The PMMA composites achieved clinically relevant radiopacity values (913 ± 22.4 HU for CaDy-PMMA and 608.5 ± 17.2 HU for CaEu-PMMA), with CaDy-PMMA outperforming CaEu-PMMA. Post-mortem CT imaging showed that CaDy-cem provided excellent defect filling and the highest radiopacity (1450–1550 ± 25 HU), exceeding that of cortical bone. Moreover, the setting temperature of the PMMA composites is significantly lower than that of commercial PMMA cements, which may help avoid thermal necrosis at the cement–bone interface.

Overall, this research establishes rare-earth-doped β-TCP as a multifunctional material that imparts bioactivity, ability to support in vitro mineralization, antimicrobial efficacy, and tunable radiopacity. The ability to use the same base phosphate in thin films, resorbable cements, and polymer composites offers a unified strategy for developing next-generation multifunctional bone repair materials. Nevertheless, additional long-term biological, mechanical, and degradation studies are required to further validate their suitability for clinical translation.
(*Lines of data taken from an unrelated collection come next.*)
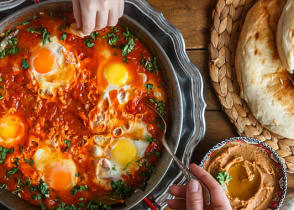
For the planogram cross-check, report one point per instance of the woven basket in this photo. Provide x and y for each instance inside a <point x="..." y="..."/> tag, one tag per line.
<point x="228" y="17"/>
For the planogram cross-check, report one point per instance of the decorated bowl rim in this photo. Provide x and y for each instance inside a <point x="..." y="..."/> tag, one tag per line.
<point x="249" y="140"/>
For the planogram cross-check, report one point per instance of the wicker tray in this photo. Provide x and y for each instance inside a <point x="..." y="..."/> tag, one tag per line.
<point x="228" y="17"/>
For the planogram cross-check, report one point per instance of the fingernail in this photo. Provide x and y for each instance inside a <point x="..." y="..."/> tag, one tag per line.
<point x="193" y="186"/>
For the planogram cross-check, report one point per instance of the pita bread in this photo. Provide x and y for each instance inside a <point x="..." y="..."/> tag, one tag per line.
<point x="285" y="36"/>
<point x="265" y="83"/>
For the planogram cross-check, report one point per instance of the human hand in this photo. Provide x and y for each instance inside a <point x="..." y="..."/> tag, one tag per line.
<point x="96" y="14"/>
<point x="190" y="197"/>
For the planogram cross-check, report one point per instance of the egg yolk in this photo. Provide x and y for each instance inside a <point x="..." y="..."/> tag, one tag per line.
<point x="43" y="61"/>
<point x="124" y="152"/>
<point x="11" y="128"/>
<point x="58" y="176"/>
<point x="116" y="74"/>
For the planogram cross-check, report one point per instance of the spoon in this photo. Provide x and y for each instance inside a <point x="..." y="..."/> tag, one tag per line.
<point x="188" y="175"/>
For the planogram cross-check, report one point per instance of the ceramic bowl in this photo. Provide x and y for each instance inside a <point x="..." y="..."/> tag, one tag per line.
<point x="281" y="190"/>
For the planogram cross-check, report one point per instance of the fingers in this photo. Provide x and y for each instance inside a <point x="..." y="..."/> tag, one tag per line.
<point x="177" y="204"/>
<point x="112" y="17"/>
<point x="77" y="12"/>
<point x="194" y="197"/>
<point x="218" y="196"/>
<point x="101" y="19"/>
<point x="178" y="191"/>
<point x="88" y="14"/>
<point x="121" y="8"/>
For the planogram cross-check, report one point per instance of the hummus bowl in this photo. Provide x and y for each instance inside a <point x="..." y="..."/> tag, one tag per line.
<point x="167" y="44"/>
<point x="251" y="173"/>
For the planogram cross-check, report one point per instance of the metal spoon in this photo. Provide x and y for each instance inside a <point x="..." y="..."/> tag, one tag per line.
<point x="189" y="176"/>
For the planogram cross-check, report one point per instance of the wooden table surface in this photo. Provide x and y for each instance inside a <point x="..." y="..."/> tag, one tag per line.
<point x="193" y="19"/>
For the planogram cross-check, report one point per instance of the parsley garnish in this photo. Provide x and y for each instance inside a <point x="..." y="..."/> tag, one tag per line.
<point x="68" y="143"/>
<point x="115" y="29"/>
<point x="40" y="30"/>
<point x="112" y="38"/>
<point x="31" y="161"/>
<point x="160" y="106"/>
<point x="223" y="178"/>
<point x="94" y="35"/>
<point x="12" y="50"/>
<point x="63" y="36"/>
<point x="32" y="30"/>
<point x="25" y="64"/>
<point x="149" y="64"/>
<point x="43" y="189"/>
<point x="12" y="171"/>
<point x="77" y="189"/>
<point x="3" y="153"/>
<point x="149" y="86"/>
<point x="45" y="36"/>
<point x="94" y="206"/>
<point x="89" y="43"/>
<point x="129" y="47"/>
<point x="26" y="22"/>
<point x="3" y="186"/>
<point x="62" y="27"/>
<point x="150" y="139"/>
<point x="121" y="188"/>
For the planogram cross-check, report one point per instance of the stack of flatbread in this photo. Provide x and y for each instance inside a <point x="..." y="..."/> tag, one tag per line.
<point x="265" y="64"/>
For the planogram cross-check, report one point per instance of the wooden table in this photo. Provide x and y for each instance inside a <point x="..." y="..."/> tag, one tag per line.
<point x="193" y="19"/>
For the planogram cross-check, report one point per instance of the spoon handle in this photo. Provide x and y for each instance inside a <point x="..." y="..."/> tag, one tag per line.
<point x="189" y="176"/>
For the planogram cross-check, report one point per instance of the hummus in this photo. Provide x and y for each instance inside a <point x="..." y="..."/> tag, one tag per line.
<point x="253" y="175"/>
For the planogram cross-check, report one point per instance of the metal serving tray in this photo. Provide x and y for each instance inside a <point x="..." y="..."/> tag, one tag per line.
<point x="185" y="90"/>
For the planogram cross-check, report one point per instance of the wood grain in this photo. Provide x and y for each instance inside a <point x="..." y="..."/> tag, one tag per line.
<point x="191" y="17"/>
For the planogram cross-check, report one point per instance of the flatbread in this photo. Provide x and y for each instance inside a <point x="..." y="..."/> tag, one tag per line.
<point x="265" y="83"/>
<point x="285" y="36"/>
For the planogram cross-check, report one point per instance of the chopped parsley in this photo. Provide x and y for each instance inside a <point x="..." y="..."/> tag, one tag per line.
<point x="148" y="86"/>
<point x="223" y="178"/>
<point x="94" y="206"/>
<point x="62" y="27"/>
<point x="89" y="42"/>
<point x="41" y="31"/>
<point x="129" y="47"/>
<point x="30" y="161"/>
<point x="94" y="35"/>
<point x="10" y="172"/>
<point x="121" y="188"/>
<point x="3" y="186"/>
<point x="3" y="153"/>
<point x="63" y="36"/>
<point x="25" y="64"/>
<point x="26" y="22"/>
<point x="115" y="29"/>
<point x="32" y="30"/>
<point x="160" y="107"/>
<point x="150" y="139"/>
<point x="149" y="64"/>
<point x="51" y="14"/>
<point x="81" y="188"/>
<point x="68" y="143"/>
<point x="45" y="36"/>
<point x="157" y="153"/>
<point x="112" y="38"/>
<point x="43" y="189"/>
<point x="12" y="49"/>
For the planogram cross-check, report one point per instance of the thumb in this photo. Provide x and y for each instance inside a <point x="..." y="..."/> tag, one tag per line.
<point x="194" y="198"/>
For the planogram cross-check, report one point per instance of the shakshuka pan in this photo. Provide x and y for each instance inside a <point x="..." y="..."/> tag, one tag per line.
<point x="75" y="130"/>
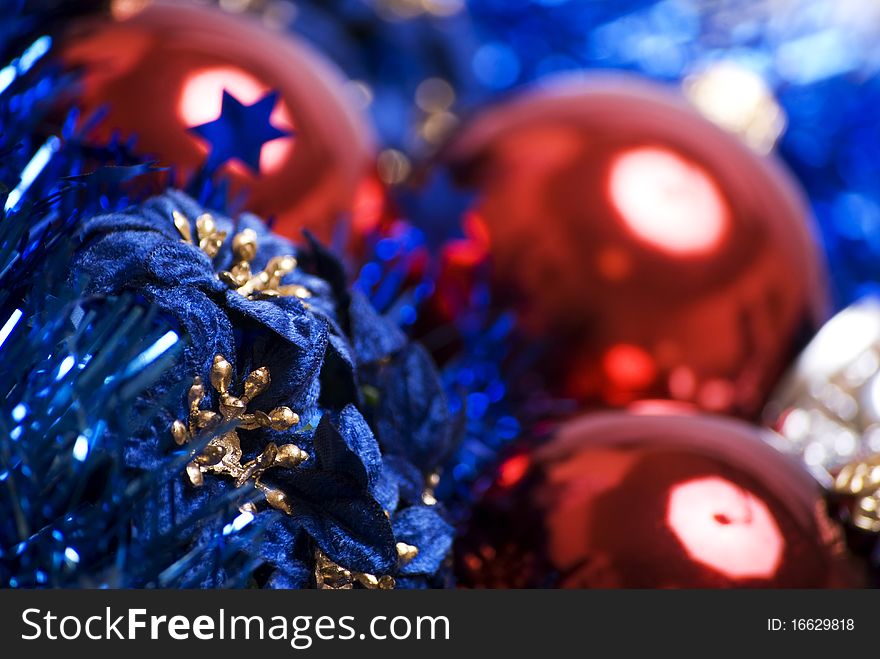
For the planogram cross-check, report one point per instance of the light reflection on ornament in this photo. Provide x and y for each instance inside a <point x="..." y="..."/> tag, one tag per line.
<point x="616" y="215"/>
<point x="828" y="407"/>
<point x="725" y="527"/>
<point x="653" y="500"/>
<point x="668" y="201"/>
<point x="739" y="101"/>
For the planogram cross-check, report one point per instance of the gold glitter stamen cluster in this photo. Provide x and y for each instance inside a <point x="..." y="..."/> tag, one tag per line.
<point x="240" y="277"/>
<point x="861" y="480"/>
<point x="223" y="453"/>
<point x="330" y="576"/>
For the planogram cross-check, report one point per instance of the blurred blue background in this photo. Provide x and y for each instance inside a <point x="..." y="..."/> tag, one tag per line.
<point x="423" y="65"/>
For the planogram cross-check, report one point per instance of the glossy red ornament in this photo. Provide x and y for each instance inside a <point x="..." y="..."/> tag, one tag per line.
<point x="618" y="500"/>
<point x="656" y="253"/>
<point x="163" y="71"/>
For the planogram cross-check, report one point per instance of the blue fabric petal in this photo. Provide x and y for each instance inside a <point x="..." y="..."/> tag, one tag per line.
<point x="422" y="527"/>
<point x="413" y="419"/>
<point x="373" y="336"/>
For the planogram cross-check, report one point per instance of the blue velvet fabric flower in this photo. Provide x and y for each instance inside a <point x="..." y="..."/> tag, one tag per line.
<point x="374" y="420"/>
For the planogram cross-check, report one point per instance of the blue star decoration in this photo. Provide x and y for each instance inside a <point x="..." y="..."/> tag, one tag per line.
<point x="240" y="131"/>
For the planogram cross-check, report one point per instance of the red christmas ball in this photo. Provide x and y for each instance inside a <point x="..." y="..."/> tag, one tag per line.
<point x="163" y="72"/>
<point x="657" y="254"/>
<point x="618" y="500"/>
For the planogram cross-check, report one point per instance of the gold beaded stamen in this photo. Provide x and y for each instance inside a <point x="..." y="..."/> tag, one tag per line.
<point x="240" y="277"/>
<point x="331" y="576"/>
<point x="223" y="453"/>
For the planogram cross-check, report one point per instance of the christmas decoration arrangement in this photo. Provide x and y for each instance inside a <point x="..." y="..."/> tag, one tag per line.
<point x="391" y="295"/>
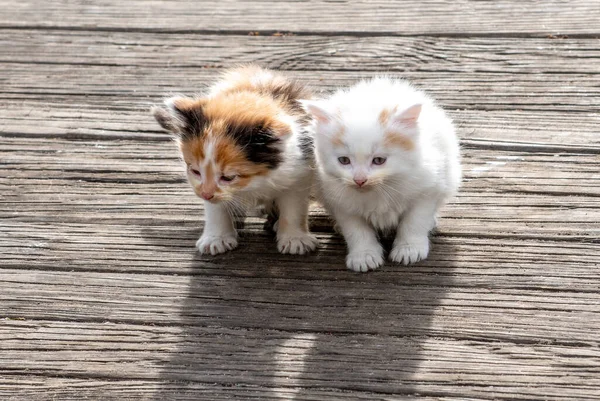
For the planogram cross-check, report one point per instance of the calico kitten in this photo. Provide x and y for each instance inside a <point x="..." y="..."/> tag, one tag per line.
<point x="245" y="145"/>
<point x="387" y="159"/>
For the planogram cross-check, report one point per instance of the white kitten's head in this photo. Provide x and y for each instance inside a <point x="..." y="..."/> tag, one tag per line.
<point x="365" y="147"/>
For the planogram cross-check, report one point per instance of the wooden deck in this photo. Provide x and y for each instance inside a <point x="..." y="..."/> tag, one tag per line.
<point x="102" y="296"/>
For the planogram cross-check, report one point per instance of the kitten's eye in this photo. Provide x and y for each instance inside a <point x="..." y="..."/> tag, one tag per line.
<point x="379" y="160"/>
<point x="344" y="160"/>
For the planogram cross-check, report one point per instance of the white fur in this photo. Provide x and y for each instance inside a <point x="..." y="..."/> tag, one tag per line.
<point x="405" y="193"/>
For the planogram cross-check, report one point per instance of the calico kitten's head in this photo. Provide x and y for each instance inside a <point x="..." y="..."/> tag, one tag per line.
<point x="362" y="146"/>
<point x="228" y="141"/>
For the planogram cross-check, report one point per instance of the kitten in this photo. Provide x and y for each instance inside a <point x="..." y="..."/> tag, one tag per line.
<point x="245" y="145"/>
<point x="387" y="159"/>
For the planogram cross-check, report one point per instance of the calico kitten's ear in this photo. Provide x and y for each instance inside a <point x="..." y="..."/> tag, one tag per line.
<point x="181" y="115"/>
<point x="406" y="118"/>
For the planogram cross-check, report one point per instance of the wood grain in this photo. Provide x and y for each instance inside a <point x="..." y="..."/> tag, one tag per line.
<point x="380" y="17"/>
<point x="102" y="295"/>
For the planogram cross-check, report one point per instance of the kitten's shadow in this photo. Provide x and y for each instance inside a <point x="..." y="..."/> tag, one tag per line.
<point x="257" y="324"/>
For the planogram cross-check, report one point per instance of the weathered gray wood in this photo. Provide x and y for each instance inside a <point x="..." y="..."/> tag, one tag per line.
<point x="270" y="359"/>
<point x="402" y="54"/>
<point x="102" y="295"/>
<point x="478" y="90"/>
<point x="467" y="17"/>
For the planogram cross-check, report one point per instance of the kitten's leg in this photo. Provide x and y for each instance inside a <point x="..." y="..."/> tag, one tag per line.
<point x="364" y="250"/>
<point x="412" y="237"/>
<point x="219" y="233"/>
<point x="292" y="226"/>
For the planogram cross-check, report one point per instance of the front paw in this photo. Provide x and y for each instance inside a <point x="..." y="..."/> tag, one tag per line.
<point x="216" y="244"/>
<point x="297" y="244"/>
<point x="364" y="259"/>
<point x="410" y="251"/>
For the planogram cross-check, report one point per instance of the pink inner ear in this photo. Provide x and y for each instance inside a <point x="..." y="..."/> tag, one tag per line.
<point x="408" y="116"/>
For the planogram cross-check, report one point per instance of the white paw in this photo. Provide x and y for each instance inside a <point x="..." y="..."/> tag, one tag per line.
<point x="364" y="260"/>
<point x="216" y="244"/>
<point x="297" y="244"/>
<point x="411" y="251"/>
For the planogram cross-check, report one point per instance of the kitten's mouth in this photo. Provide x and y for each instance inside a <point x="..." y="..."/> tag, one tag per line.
<point x="364" y="188"/>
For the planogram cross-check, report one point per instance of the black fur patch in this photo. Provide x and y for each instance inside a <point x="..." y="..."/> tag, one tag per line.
<point x="259" y="144"/>
<point x="185" y="122"/>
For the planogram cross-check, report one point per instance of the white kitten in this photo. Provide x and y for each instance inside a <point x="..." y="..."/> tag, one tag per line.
<point x="387" y="159"/>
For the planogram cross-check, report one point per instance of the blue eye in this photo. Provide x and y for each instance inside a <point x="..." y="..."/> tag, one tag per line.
<point x="378" y="161"/>
<point x="344" y="160"/>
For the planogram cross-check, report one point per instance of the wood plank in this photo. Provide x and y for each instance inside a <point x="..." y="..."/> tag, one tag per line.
<point x="467" y="17"/>
<point x="276" y="363"/>
<point x="468" y="90"/>
<point x="54" y="112"/>
<point x="400" y="310"/>
<point x="153" y="187"/>
<point x="402" y="54"/>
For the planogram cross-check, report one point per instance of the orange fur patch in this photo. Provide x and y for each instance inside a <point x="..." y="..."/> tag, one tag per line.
<point x="244" y="109"/>
<point x="249" y="97"/>
<point x="396" y="139"/>
<point x="384" y="116"/>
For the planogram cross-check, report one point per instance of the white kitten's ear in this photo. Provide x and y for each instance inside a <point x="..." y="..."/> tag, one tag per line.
<point x="319" y="111"/>
<point x="407" y="117"/>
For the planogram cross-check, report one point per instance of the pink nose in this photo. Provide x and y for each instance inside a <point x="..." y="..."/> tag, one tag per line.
<point x="360" y="181"/>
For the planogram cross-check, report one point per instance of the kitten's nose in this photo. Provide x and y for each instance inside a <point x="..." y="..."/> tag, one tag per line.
<point x="360" y="181"/>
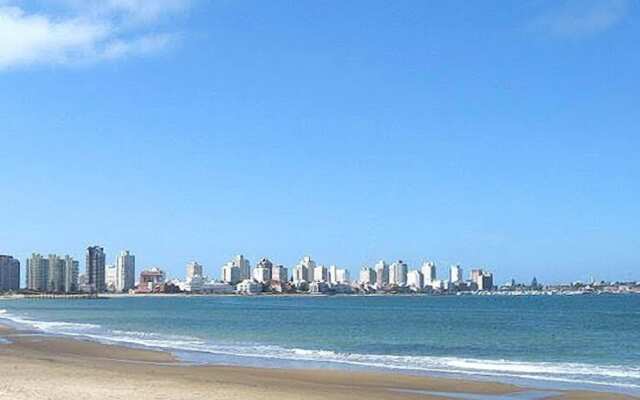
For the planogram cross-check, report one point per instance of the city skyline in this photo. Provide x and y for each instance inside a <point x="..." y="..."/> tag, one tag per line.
<point x="125" y="273"/>
<point x="472" y="133"/>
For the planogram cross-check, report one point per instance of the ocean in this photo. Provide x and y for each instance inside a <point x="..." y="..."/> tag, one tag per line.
<point x="590" y="342"/>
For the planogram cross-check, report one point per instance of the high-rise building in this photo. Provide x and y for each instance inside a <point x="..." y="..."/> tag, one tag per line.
<point x="55" y="281"/>
<point x="244" y="265"/>
<point x="125" y="271"/>
<point x="332" y="274"/>
<point x="150" y="278"/>
<point x="279" y="273"/>
<point x="194" y="269"/>
<point x="303" y="271"/>
<point x="428" y="272"/>
<point x="71" y="269"/>
<point x="110" y="272"/>
<point x="9" y="273"/>
<point x="382" y="273"/>
<point x="236" y="270"/>
<point x="398" y="273"/>
<point x="482" y="279"/>
<point x="95" y="265"/>
<point x="455" y="274"/>
<point x="415" y="279"/>
<point x="342" y="275"/>
<point x="367" y="276"/>
<point x="262" y="271"/>
<point x="231" y="273"/>
<point x="37" y="273"/>
<point x="320" y="274"/>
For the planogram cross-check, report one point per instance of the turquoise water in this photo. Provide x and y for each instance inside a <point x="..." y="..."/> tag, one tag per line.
<point x="555" y="341"/>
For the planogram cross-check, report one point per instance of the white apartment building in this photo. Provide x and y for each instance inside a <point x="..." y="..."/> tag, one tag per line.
<point x="279" y="273"/>
<point x="262" y="272"/>
<point x="110" y="277"/>
<point x="248" y="286"/>
<point x="455" y="274"/>
<point x="304" y="270"/>
<point x="231" y="273"/>
<point x="415" y="279"/>
<point x="398" y="273"/>
<point x="194" y="269"/>
<point x="320" y="274"/>
<point x="382" y="273"/>
<point x="428" y="272"/>
<point x="125" y="271"/>
<point x="367" y="276"/>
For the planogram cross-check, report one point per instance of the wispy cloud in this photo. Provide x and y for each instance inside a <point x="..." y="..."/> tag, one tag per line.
<point x="81" y="31"/>
<point x="575" y="19"/>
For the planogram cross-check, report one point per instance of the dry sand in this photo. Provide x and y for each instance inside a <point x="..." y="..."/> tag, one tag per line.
<point x="35" y="367"/>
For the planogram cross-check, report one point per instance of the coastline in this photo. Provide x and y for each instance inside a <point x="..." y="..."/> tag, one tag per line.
<point x="35" y="366"/>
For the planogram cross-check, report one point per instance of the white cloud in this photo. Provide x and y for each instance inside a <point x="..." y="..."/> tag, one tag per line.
<point x="87" y="31"/>
<point x="582" y="18"/>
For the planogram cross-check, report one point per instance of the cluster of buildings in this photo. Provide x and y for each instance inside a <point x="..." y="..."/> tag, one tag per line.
<point x="310" y="277"/>
<point x="60" y="274"/>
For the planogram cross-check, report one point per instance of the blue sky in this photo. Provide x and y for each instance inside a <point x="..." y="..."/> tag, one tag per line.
<point x="497" y="134"/>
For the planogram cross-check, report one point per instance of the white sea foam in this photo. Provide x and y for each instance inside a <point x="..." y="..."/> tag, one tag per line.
<point x="568" y="373"/>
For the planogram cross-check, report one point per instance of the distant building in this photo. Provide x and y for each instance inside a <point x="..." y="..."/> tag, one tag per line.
<point x="482" y="279"/>
<point x="367" y="276"/>
<point x="150" y="278"/>
<point x="71" y="270"/>
<point x="231" y="273"/>
<point x="249" y="286"/>
<point x="110" y="277"/>
<point x="194" y="269"/>
<point x="428" y="272"/>
<point x="318" y="287"/>
<point x="382" y="274"/>
<point x="9" y="274"/>
<point x="398" y="273"/>
<point x="125" y="271"/>
<point x="455" y="274"/>
<point x="279" y="274"/>
<point x="37" y="273"/>
<point x="342" y="276"/>
<point x="320" y="274"/>
<point x="95" y="265"/>
<point x="262" y="271"/>
<point x="415" y="279"/>
<point x="303" y="271"/>
<point x="236" y="270"/>
<point x="55" y="281"/>
<point x="338" y="275"/>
It is important to emphasize that this study serves as a proof-of-concept for the versatility of rare-earth-doped β-TCP as a unified precursor, not as a full clinical validation. Each format (coatings, brushite cements, and PMMA composites) has its own specific clinical requirements (mechanical, biological, regulatory) that require dedicated long-term studies. The present findings justify such future investigations by showing that the key functional properties (bioactivity, antimicrobial activity, radiopacity) are retained across very different processing routes.